道路を通じて語られる地史・文化史 地域に関心を持つすべての人に
[レビュアー] 養老孟司(解剖学者)
道路そのものを主人公に立てる話は珍しい。むろん東海道とか中山道という日本の古くからの幹線道路ならありそうなことだが、16号線といっても、関東以外の人にはピンとこないはずである。16号線全体を見渡す地図を見ればすぐにわかることで、この道路は関東の主要部をほぼ網羅して通り抜けている。
地史的にいうと、この領域はいわゆるフォッサ・マグナに相当し、日本列島の中ではいわば「新しい」地域である。それでも本書に記されるように、多数の縄文・弥生時代の遺跡が見つかっており、古くから人が住んだことは間違いない。近代になって東京が極端に大きくなり目立つために、関東という地域は全体として考察されることがあまりない。特に書かれた歴史ではおそらく関東全体に関する記述は、きわめて少ないと思われる。
私は生まれも育ちも鎌倉で、その鎌倉になにがあるかと思うと、よく言えば質実剛健、質素倹約、要するに貧乏というしかない。それは北条時頼の母、松下禅尼以来の鎌倉武士の伝統かもしれない。大仏ならもっと古いものが奈良にあるし、多くの寺社は鎌倉時代以降のものである。古都なので発掘調査が義務付けられているから、ときに住宅の改築などでの発掘調査のようすを見ることがあるが、出てくるものはゲタや馬の骨で、金目のものは出ないという印象が強い。
わが家の近くには英勝寺という寺があって、太田道灌邸旧蹟という碑が建っている。道灌が活躍したのは享徳の乱といわれる戦国時代の初期だが、その影響が西に及んで応仁の乱になったという。江戸城を築いた道灌が活躍した範囲はまさに16号線でくくることができよう。享徳の乱については近年歴史の教科書に入れられるようになったとも読んだばかりで、日本史の記述は、従来までは西に偏っていた、と言うしかない。

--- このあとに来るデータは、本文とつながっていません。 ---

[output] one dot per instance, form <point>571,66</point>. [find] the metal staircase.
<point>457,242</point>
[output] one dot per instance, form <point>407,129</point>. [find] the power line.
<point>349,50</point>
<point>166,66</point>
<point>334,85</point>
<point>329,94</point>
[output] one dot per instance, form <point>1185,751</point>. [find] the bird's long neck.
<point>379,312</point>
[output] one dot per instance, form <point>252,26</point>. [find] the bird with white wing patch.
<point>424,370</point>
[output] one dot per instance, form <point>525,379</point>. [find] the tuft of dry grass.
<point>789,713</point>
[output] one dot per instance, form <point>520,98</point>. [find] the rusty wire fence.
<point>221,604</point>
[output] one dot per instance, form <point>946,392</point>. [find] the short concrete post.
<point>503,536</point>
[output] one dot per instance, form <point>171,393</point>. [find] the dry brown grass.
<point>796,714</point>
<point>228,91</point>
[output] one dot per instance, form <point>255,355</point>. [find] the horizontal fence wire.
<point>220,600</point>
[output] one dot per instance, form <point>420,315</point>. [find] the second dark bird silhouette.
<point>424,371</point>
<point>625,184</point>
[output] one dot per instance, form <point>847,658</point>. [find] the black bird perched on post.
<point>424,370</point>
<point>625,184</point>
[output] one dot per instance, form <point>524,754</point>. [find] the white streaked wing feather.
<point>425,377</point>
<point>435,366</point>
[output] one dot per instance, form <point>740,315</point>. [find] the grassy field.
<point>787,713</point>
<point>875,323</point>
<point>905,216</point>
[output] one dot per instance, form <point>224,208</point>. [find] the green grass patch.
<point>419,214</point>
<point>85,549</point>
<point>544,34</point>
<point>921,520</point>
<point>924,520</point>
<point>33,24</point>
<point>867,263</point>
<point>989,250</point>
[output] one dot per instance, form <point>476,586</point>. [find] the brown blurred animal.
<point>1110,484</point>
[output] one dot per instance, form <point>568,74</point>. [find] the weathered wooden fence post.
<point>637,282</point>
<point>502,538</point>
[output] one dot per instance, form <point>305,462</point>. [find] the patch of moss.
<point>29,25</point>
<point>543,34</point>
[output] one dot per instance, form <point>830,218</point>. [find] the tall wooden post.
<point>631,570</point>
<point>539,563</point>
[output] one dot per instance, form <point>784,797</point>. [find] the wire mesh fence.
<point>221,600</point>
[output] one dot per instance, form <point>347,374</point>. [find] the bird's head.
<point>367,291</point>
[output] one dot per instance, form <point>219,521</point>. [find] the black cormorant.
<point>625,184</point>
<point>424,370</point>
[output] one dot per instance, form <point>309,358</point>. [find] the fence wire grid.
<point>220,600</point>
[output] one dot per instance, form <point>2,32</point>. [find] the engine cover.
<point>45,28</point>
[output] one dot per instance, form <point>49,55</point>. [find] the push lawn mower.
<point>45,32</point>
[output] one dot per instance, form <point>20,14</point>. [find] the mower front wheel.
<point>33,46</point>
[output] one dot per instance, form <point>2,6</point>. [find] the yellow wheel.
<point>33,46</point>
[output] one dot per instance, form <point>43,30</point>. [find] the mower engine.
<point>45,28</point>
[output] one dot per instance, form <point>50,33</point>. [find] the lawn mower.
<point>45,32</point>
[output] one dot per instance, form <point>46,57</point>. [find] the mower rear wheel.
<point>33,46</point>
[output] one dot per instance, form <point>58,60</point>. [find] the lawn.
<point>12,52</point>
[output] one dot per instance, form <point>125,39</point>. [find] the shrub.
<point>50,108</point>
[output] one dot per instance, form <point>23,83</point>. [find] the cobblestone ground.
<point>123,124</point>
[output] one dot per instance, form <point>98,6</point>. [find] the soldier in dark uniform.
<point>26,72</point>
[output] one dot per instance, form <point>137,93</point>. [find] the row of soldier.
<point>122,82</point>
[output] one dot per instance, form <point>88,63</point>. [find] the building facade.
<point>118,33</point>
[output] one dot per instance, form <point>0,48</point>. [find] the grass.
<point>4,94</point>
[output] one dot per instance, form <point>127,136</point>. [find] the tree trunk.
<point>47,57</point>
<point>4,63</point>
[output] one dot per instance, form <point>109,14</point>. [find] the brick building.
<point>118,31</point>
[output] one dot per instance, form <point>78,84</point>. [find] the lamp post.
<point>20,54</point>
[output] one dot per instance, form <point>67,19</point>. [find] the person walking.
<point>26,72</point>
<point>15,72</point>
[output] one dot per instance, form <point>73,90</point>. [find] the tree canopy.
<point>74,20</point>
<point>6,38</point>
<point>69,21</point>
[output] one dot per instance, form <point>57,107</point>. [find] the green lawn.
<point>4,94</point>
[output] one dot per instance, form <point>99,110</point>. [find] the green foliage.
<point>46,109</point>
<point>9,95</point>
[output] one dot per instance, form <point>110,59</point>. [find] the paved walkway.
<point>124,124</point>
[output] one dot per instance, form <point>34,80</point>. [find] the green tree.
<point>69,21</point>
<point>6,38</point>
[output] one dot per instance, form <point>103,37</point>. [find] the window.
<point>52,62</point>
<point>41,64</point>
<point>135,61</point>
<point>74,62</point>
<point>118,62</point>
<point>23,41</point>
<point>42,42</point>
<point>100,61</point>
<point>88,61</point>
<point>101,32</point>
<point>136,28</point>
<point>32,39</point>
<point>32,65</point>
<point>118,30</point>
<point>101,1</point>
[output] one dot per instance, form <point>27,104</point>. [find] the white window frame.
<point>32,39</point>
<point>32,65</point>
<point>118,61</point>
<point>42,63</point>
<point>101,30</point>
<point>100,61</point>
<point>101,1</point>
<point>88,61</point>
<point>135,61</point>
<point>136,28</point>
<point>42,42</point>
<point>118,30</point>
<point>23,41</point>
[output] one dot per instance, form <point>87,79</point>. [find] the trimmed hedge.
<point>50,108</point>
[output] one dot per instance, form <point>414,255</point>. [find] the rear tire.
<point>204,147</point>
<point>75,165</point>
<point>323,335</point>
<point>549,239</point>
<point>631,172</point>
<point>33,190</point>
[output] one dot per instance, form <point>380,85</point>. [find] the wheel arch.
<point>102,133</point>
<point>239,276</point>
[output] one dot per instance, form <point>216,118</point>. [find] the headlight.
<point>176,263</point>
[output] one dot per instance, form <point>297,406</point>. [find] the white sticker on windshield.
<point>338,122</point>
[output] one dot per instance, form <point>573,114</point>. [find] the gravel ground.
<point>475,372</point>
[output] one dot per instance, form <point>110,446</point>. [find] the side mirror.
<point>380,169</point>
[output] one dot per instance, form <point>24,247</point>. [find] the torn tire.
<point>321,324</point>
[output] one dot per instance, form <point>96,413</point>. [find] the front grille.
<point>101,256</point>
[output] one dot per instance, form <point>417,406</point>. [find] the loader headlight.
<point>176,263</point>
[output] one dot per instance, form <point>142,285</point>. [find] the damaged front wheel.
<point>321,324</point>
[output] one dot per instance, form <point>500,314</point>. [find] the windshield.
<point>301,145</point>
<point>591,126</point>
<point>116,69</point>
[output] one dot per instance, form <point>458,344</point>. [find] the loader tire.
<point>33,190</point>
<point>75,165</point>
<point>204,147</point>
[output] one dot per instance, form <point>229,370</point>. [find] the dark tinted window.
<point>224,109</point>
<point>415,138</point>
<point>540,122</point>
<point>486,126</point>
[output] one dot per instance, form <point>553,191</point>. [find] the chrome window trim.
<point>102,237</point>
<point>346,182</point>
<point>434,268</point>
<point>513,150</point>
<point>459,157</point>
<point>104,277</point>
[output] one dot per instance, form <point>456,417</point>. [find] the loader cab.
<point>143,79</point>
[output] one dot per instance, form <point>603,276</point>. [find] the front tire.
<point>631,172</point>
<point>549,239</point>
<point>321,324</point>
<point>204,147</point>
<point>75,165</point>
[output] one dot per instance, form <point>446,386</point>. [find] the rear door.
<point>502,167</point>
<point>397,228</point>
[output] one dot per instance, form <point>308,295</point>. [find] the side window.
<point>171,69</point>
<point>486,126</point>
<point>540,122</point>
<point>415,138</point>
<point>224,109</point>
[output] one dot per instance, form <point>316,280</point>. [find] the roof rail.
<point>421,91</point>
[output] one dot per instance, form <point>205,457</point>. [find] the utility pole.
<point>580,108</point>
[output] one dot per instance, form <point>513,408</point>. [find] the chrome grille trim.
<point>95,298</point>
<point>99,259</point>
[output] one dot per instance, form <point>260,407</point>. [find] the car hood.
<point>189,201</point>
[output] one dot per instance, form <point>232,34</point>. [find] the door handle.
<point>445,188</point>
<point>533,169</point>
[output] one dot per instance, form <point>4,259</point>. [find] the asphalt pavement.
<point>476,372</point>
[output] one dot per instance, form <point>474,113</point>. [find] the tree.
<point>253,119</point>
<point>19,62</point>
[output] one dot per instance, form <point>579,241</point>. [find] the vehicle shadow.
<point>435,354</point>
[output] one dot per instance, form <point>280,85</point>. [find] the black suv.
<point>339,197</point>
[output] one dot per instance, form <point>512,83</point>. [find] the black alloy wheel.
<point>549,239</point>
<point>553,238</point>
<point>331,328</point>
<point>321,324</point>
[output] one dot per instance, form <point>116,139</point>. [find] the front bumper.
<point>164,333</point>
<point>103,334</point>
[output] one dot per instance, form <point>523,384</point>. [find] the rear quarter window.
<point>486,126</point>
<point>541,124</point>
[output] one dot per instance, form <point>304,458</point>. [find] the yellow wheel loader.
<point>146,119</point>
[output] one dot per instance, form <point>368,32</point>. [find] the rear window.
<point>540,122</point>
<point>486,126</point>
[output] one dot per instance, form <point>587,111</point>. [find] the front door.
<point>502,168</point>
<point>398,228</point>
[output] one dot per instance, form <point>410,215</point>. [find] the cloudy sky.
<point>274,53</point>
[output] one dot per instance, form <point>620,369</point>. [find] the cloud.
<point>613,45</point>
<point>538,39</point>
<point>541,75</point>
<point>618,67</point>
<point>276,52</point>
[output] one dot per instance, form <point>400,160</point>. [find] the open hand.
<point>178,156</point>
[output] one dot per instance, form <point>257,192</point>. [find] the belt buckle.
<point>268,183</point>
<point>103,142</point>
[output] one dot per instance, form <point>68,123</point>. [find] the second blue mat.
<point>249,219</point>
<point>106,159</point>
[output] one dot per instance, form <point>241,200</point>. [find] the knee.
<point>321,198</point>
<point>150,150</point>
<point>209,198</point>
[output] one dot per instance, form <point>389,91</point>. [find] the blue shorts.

著者は16号線をたどるという独特の視点から、東京や江戸の陰に隠れがちだった関東という地域の歴史や特徴をとらえようとしている。地形そのものから日本史を読み取ろうとするのは、竹村公太郎の得意分野であるが、本書は関東に関して地史から音楽、つまり文化史までを視野に入れた、広範な総説になっている点がたいへん興味深い。
コロナ禍によって、地方移住が進んでいるといわれる現在、こうした見方もあるという意味で、地域と日本に関心を持つすべての人に読んでもらいたい本である。